Open Toby-Kang opened 11 months ago
Hi Toby, thank you for your interest in the implementation.
Most of the available black box model's APIs only provide top-k probabilities with its corresponding labels, for example Google Vision AI outputs top-10 probabilities, not the entire prediction vector.
The paper also uses top-k filter mentioning that
Restrict the prediction vector to top k classes. When the
number of classes is large, many classes may have very small
probabilities in the model’s prediction vector. The model will
still be useful if it only outputs the probabilities of the most
likely k classes. To implement this, we add a filter to the last
layer of the model. The smaller k is, the less information the
model leaks. In the extreme case, the model returns only the
label of the most likely class without reporting its probability.
I think using top-k probabilities is hard scenario for the attacker and not deviating from the MIA's principle.

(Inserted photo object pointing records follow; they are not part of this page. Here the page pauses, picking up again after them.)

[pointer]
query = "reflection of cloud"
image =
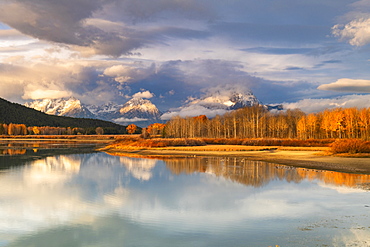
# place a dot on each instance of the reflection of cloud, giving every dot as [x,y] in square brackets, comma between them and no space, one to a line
[140,169]
[342,189]
[52,170]
[89,186]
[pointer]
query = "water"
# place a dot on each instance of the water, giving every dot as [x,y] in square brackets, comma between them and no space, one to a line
[55,198]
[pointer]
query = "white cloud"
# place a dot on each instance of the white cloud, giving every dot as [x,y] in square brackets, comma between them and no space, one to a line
[317,105]
[356,32]
[129,73]
[46,94]
[348,85]
[143,95]
[192,111]
[129,120]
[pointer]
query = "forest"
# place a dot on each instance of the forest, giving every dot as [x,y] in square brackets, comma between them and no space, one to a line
[258,122]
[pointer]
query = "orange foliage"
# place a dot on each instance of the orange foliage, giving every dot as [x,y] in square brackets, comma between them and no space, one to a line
[351,146]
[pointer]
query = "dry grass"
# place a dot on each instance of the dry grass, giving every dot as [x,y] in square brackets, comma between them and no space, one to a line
[271,142]
[140,143]
[350,146]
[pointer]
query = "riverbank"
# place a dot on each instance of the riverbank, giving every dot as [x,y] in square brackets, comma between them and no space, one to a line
[307,157]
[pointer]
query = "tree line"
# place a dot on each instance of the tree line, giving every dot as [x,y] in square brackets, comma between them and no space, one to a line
[258,122]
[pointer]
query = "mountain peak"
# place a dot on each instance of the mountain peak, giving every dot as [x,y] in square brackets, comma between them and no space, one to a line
[139,106]
[70,107]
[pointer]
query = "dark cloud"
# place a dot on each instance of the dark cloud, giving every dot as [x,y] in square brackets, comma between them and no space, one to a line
[278,51]
[280,34]
[68,22]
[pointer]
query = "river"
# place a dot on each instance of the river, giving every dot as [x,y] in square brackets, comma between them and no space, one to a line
[65,194]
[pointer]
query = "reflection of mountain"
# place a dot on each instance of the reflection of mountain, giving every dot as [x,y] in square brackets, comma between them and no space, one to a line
[257,173]
[53,170]
[139,168]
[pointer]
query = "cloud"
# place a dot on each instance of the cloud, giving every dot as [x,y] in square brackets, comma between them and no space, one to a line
[143,95]
[129,120]
[192,111]
[129,73]
[46,94]
[317,105]
[99,27]
[348,85]
[356,32]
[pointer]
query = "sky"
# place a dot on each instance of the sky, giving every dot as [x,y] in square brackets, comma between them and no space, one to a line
[307,54]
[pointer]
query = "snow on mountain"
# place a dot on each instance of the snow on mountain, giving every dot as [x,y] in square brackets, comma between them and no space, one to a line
[70,107]
[227,100]
[138,110]
[214,103]
[107,111]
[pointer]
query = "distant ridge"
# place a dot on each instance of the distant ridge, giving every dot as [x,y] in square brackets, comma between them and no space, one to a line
[19,114]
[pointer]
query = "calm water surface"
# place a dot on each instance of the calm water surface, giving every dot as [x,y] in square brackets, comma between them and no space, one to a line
[95,199]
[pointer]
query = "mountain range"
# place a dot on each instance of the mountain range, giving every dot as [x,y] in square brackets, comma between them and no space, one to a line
[139,111]
[19,114]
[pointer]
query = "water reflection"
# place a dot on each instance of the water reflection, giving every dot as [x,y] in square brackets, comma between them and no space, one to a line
[258,173]
[100,200]
[21,147]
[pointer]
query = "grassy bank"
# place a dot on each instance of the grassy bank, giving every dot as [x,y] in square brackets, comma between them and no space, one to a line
[308,156]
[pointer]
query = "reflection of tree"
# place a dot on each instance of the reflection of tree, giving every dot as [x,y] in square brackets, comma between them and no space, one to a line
[258,173]
[140,169]
[13,151]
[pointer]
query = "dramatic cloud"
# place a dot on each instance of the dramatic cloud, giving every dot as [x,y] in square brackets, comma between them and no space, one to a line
[348,85]
[129,120]
[143,95]
[127,74]
[192,111]
[357,32]
[107,50]
[96,26]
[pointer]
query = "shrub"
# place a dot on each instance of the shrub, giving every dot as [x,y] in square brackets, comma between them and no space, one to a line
[351,146]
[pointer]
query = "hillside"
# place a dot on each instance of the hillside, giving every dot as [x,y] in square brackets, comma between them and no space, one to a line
[18,114]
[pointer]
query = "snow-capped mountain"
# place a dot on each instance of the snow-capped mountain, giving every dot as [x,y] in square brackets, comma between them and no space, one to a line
[70,107]
[107,111]
[228,100]
[217,102]
[139,108]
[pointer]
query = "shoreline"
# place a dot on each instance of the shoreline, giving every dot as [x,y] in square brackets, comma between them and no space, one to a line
[312,158]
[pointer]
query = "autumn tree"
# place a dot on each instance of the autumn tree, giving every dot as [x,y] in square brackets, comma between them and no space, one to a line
[99,131]
[131,128]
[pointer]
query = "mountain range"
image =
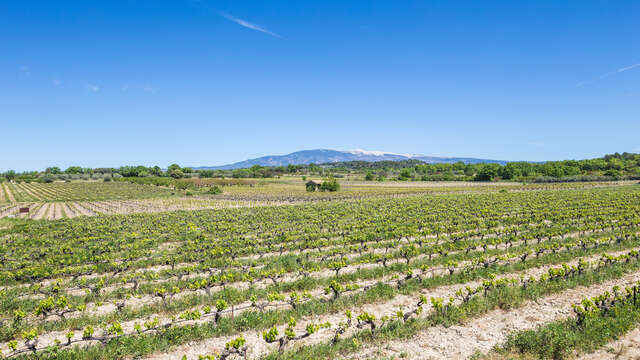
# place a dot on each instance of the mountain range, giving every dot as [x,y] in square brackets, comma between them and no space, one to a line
[324,156]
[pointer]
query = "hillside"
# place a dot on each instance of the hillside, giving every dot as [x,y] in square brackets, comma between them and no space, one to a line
[323,156]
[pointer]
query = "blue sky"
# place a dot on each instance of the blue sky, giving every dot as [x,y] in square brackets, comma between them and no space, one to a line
[110,83]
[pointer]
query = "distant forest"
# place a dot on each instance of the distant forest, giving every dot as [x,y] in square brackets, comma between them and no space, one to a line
[609,167]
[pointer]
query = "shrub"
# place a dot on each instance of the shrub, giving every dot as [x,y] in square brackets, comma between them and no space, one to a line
[176,174]
[214,190]
[330,184]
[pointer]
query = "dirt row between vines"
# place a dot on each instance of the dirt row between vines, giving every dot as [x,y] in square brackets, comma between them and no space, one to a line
[483,333]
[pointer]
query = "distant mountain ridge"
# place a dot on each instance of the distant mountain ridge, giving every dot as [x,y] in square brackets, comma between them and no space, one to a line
[323,156]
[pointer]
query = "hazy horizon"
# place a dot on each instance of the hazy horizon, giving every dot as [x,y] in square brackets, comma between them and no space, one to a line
[205,83]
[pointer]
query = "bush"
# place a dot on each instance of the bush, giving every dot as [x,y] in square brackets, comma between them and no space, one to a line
[331,184]
[48,178]
[176,174]
[214,190]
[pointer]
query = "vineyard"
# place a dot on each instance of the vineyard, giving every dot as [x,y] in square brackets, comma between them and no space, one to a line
[59,200]
[445,275]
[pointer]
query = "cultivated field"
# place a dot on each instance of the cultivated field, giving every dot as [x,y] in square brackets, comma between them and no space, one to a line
[488,271]
[61,200]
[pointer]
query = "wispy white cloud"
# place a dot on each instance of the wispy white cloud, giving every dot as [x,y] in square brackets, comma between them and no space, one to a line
[92,87]
[140,87]
[249,25]
[25,71]
[606,75]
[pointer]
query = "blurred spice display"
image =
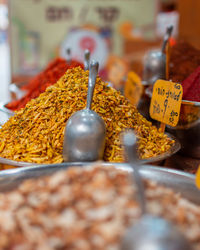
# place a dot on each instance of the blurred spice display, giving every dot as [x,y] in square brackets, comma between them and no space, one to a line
[87,208]
[35,133]
[54,70]
[184,59]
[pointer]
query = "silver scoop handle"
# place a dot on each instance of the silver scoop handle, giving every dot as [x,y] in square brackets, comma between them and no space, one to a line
[86,59]
[94,66]
[129,141]
[68,55]
[166,37]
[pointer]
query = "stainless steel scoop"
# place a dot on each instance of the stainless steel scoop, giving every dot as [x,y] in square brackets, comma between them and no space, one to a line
[150,232]
[85,131]
[86,59]
[68,56]
[155,62]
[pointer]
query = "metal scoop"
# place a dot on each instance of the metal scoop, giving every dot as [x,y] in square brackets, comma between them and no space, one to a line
[150,232]
[155,62]
[85,131]
[68,56]
[86,59]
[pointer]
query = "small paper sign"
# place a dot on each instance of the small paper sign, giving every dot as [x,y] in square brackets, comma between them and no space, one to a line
[166,102]
[198,178]
[133,88]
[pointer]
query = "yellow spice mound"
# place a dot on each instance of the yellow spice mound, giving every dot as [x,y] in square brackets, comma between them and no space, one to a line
[35,133]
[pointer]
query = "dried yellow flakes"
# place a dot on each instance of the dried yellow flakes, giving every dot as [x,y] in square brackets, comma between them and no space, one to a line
[35,133]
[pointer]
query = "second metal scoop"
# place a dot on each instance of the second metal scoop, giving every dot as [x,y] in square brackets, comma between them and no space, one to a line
[85,132]
[155,62]
[150,232]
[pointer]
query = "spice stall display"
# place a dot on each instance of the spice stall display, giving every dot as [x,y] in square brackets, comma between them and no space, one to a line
[87,208]
[54,70]
[35,133]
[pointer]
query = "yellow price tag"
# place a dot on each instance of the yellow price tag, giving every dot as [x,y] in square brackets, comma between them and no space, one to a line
[166,102]
[133,88]
[198,178]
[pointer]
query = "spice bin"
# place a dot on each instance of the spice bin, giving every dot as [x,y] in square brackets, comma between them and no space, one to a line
[98,208]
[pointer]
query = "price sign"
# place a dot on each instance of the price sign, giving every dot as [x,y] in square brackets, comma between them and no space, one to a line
[198,178]
[133,88]
[166,102]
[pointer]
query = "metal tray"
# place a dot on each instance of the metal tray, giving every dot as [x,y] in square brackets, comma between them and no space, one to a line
[181,182]
[175,148]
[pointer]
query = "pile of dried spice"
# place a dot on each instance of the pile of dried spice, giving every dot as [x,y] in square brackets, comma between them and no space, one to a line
[85,209]
[35,133]
[54,70]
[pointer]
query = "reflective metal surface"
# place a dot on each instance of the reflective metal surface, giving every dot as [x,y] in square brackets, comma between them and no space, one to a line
[154,67]
[5,110]
[85,131]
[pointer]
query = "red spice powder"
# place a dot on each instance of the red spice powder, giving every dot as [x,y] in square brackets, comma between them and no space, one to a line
[51,74]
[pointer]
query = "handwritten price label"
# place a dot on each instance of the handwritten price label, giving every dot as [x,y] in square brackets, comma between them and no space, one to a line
[133,88]
[198,178]
[166,102]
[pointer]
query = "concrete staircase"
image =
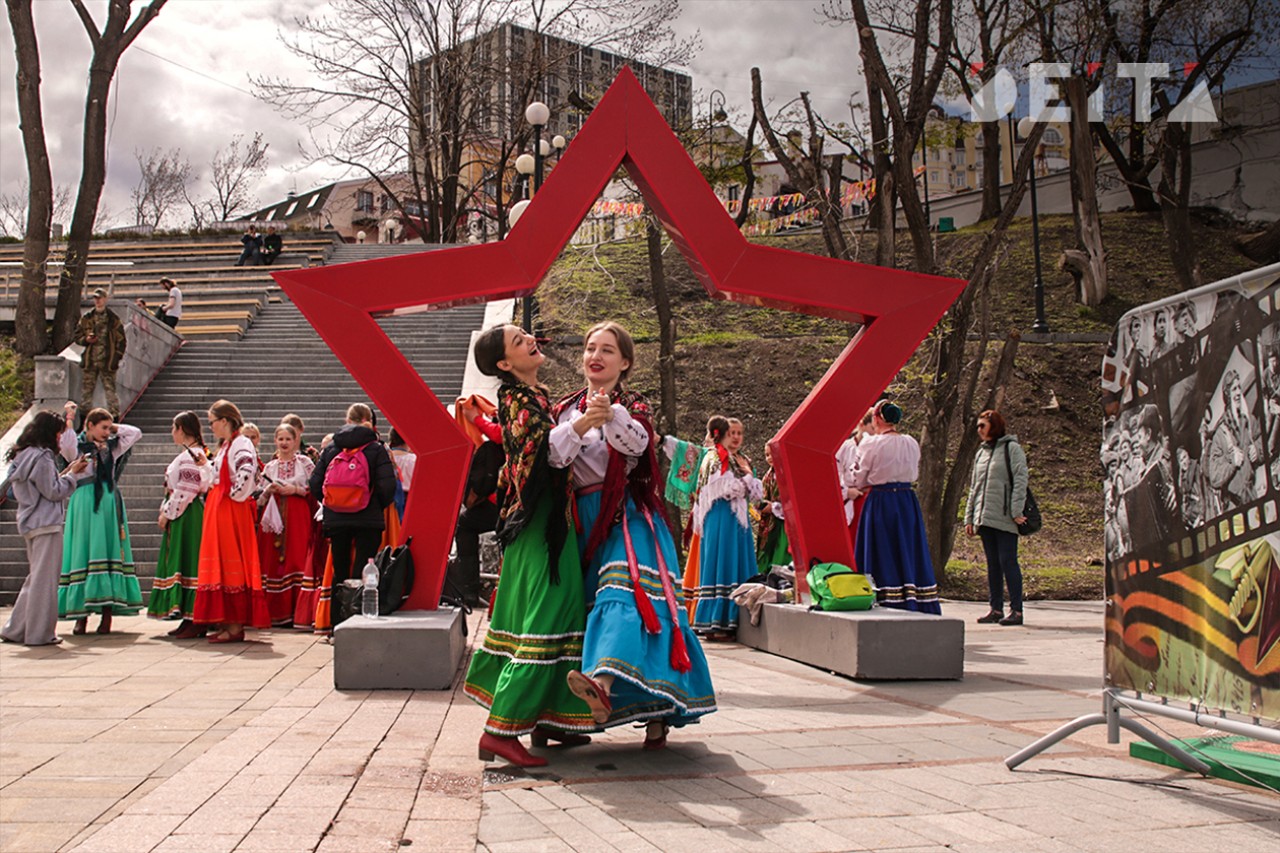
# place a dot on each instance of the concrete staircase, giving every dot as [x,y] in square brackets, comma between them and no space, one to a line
[280,365]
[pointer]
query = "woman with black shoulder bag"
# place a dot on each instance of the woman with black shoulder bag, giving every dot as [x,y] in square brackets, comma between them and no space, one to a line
[996,506]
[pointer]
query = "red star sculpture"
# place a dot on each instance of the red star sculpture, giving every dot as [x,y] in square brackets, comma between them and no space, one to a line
[896,309]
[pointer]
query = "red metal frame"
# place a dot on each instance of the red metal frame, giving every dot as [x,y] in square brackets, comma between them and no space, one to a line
[896,308]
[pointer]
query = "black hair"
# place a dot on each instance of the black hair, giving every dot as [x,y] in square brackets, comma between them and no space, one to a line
[490,349]
[41,432]
[188,423]
[717,428]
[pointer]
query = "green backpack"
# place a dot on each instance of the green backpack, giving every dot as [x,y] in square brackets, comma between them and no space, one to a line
[837,587]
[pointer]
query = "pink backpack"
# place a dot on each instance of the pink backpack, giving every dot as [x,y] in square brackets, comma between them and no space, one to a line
[346,480]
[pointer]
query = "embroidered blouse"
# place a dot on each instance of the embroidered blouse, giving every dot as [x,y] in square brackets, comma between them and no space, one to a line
[888,457]
[242,460]
[295,471]
[589,454]
[183,482]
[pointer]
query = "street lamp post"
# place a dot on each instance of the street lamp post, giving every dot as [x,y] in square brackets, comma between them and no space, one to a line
[538,114]
[924,158]
[1041,325]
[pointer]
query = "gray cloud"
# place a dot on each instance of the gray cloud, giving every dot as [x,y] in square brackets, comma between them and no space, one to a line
[186,81]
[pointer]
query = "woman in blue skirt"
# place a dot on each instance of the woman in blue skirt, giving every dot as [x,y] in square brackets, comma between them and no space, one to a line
[640,661]
[891,544]
[726,544]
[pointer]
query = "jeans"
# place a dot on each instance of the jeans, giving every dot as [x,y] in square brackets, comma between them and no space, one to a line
[1002,568]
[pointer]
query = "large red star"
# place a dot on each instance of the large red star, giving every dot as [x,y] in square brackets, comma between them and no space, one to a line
[896,309]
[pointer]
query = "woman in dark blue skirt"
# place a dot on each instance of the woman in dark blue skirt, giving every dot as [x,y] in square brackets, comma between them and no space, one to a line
[891,544]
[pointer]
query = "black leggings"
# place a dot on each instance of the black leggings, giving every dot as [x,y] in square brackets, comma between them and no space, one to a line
[366,541]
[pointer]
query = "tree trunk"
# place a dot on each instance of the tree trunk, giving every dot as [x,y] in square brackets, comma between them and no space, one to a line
[666,327]
[832,211]
[31,327]
[1265,247]
[991,173]
[1087,261]
[1175,183]
[71,284]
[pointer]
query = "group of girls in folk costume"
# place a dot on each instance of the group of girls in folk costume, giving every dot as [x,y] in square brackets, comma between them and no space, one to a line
[535,628]
[97,555]
[891,544]
[229,579]
[722,553]
[41,493]
[284,524]
[635,658]
[182,519]
[640,660]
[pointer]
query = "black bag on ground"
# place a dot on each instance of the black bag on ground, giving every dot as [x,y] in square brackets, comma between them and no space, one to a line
[394,578]
[346,601]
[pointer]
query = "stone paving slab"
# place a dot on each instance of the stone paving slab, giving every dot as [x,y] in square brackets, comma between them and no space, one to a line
[138,743]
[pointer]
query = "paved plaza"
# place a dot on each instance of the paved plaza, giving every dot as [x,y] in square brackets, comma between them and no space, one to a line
[135,743]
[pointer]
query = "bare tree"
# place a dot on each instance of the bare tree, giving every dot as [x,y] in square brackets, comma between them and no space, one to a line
[161,185]
[109,44]
[233,172]
[991,35]
[31,329]
[14,206]
[813,173]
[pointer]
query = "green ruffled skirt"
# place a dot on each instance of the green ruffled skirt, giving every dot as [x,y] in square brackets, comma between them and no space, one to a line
[174,589]
[97,559]
[534,641]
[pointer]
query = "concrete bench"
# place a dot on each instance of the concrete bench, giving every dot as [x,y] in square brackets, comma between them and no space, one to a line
[880,643]
[416,649]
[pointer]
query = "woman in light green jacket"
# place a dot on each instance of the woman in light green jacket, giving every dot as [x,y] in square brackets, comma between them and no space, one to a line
[996,498]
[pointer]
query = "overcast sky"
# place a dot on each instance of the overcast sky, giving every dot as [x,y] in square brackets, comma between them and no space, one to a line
[186,81]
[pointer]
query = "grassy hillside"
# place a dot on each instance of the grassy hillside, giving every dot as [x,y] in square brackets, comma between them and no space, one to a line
[759,364]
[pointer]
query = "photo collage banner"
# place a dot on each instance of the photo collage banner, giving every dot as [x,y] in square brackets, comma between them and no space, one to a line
[1191,459]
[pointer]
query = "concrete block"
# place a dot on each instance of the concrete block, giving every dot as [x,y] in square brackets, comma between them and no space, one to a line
[417,649]
[878,643]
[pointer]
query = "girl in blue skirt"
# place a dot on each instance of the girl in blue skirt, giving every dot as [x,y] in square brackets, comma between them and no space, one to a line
[891,544]
[640,661]
[726,546]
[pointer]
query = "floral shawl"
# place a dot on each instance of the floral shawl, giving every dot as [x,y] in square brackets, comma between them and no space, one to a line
[526,477]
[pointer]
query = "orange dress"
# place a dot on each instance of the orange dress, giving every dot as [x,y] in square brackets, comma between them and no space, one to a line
[229,578]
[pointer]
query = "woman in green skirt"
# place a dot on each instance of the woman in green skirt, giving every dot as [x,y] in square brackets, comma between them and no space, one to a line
[182,515]
[538,619]
[97,557]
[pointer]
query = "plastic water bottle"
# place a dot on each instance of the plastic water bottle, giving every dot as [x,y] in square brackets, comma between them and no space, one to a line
[369,596]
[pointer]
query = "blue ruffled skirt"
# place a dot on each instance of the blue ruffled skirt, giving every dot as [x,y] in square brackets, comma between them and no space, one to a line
[726,559]
[892,548]
[645,684]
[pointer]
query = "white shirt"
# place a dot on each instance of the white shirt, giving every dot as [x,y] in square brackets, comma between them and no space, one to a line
[242,465]
[589,454]
[184,480]
[405,464]
[69,447]
[890,457]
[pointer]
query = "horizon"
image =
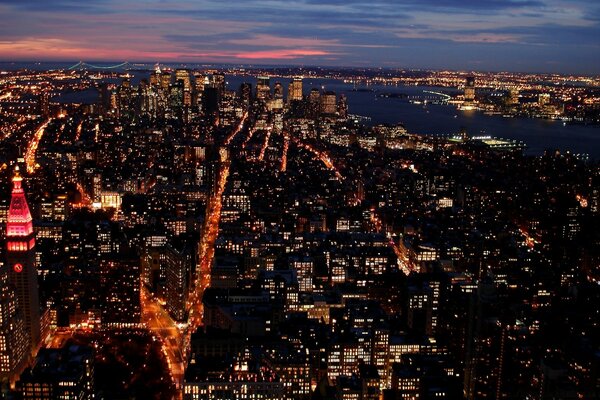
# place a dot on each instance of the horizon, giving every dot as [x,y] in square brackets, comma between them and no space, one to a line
[112,63]
[493,35]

I removed the 'class label' column from the Attack Training Set because (1) it didn't help the in/out binary classification (2) limits the possible scenarios of the attack: most of the available APIs don't provide the integer of class labels in the training set.
Thank you!
Hi! I have a question about the way that training dataset of the attack model is formulated.
In the original paper, the dataset consists of three parts: label of the data, prediction vector, and whether the data is in the original training dataset.
However, in you implementation, the dataset consists of two parts: top k probabilities, and whether the data is in the original training dataset.
I wonder if this modification would lead to difference in the way that MIA works. I'm new to MIA, so I would appreciate it if you can help.